The US Supreme Court has cleared the way for Texas to use a new congressional map, which could help Republicans try to increase their majority in the upcoming 2026 midterm elections.
Thursday's unsigned decision came after Texas filed an emergency request last month to block a lower-court ruling that blocked the new map, which was passed by the state legislature and signed into law by Republican Governor Greg Abbott in August.
In a clear 6-3 decision, the Supreme Court stated that "in its initial evaluation of this case," Texas met the conditions for emergency relief and that the lower court "made at least two serious errors."
Three liberal justices dissented.
The order states, "The District Court wrongly involved itself in an active primary campaign, causing significant confusion and upsetting the delicate federal-state balance in the election."
In November, a lower court in Texas ruled that evidence showed that new voting districts were "racially gerrymandered" and ordered the state to use the congressional lines it had in place before redistricting earlier this year.
In the US, gerrymandering—the redrawing of electoral boundaries to favor a political party—is illegal only if it is based on race.
The mid-decade redistricting was challenged when Democratic lawmakers in Texas fled the state over the summer to prevent voting on the new map, sparking a rush in other states to change theirs.
California proposed a new map to offset Texas's advantages, which voters approved during the November special election.

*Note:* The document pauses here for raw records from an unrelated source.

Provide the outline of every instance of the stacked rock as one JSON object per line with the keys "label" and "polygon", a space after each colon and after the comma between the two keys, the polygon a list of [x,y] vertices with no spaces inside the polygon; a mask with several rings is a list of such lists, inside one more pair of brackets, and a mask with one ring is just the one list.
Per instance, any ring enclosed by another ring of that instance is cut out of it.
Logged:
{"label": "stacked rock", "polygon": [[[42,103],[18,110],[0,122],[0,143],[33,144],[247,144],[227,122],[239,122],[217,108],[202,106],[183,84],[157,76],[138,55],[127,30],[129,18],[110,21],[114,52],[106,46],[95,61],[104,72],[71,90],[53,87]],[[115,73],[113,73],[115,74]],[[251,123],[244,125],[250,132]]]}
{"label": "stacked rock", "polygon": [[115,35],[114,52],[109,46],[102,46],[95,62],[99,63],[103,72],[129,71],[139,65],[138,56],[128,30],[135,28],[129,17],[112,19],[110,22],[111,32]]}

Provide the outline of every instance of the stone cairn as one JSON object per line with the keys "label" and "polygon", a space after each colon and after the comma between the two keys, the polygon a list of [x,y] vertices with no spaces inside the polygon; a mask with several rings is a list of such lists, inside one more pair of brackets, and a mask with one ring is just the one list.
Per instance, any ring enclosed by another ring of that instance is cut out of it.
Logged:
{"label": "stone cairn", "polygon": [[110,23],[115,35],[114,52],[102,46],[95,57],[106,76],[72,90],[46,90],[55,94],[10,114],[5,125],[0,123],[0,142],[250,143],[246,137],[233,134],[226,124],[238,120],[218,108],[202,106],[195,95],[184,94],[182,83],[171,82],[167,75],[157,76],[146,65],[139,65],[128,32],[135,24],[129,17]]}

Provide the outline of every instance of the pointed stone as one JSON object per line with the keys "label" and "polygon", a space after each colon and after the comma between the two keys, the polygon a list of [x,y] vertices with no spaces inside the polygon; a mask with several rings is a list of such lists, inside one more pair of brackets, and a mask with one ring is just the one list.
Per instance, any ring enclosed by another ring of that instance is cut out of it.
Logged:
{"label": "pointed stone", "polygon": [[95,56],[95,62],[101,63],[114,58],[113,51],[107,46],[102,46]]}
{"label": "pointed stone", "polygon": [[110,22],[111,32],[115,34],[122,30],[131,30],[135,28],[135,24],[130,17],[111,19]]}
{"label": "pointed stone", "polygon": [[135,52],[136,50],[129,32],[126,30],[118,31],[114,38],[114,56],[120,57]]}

The US Justice Department is suing the state over the redistricting plan.
In November, Indiana became the latest battleground in a nationwide political tug-of-war, and other states—including Utah and North Carolina—have also joined the fray.

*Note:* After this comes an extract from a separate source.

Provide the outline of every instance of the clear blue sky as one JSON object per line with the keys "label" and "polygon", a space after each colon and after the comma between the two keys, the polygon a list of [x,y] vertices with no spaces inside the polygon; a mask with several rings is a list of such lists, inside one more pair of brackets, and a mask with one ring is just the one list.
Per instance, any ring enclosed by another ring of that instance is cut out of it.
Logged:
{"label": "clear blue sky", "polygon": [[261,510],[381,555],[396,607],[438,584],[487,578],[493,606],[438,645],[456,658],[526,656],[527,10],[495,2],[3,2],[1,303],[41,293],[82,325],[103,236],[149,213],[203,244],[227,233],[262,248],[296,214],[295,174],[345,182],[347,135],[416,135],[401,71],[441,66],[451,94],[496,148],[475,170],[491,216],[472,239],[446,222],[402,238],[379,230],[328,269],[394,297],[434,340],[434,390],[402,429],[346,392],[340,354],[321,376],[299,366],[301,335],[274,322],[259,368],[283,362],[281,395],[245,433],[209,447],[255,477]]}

The Supreme Court's decision is a victory for President Donald Trump. The new map could add five more Republican seats in the midterm elections as the party fights to maintain its slim majority, and the president had filed a brief urging the top court to rule in Texas's favor. However, in her lengthy dissent to Thursday's order, liberal Justice Elena Kagan said it was "unjust to the millions of Texans whom the district court found were redrawn in their new districts based on their race."
The court's three conservative justices, in a short opinion, rejected the finding that Republicans in Texas redrew the electoral map based on race.
It is "without a doubt" that the motivation for adopting the Texas map—and later the newly drawn map in California—was "clear partisan advantage," wrote Justice Samuel Alito, joined by Justices Neil Gorsuch and Clarence Thomas.
Texas Governor Abbott celebrated the legal victory, praising the high court for restoring the state's redistricting map, saying: "We won! Texas is officially—and legally—redder."
He added, "The new congressional districts better align our representation in Washington, D.C., with our state's values. This is a victory for Texas voters, common sense, and the U.S. Constitution."
Furthermore, Gene Wu, the leader of the Democratic Party in the Statehouse, said the court failed Texas voters and American democracy.
"This is what the end of the Voting Rights Act looks like: courts that won't protect minority communities, even when the evidence is in front of them."
Congressman Hakeem Jeffries, who leads Democrats in the House of Representatives in Washington, DC, criticized the Texas map, calling it "a partisan and racially discriminatory power grab designed to subvert the will of voters."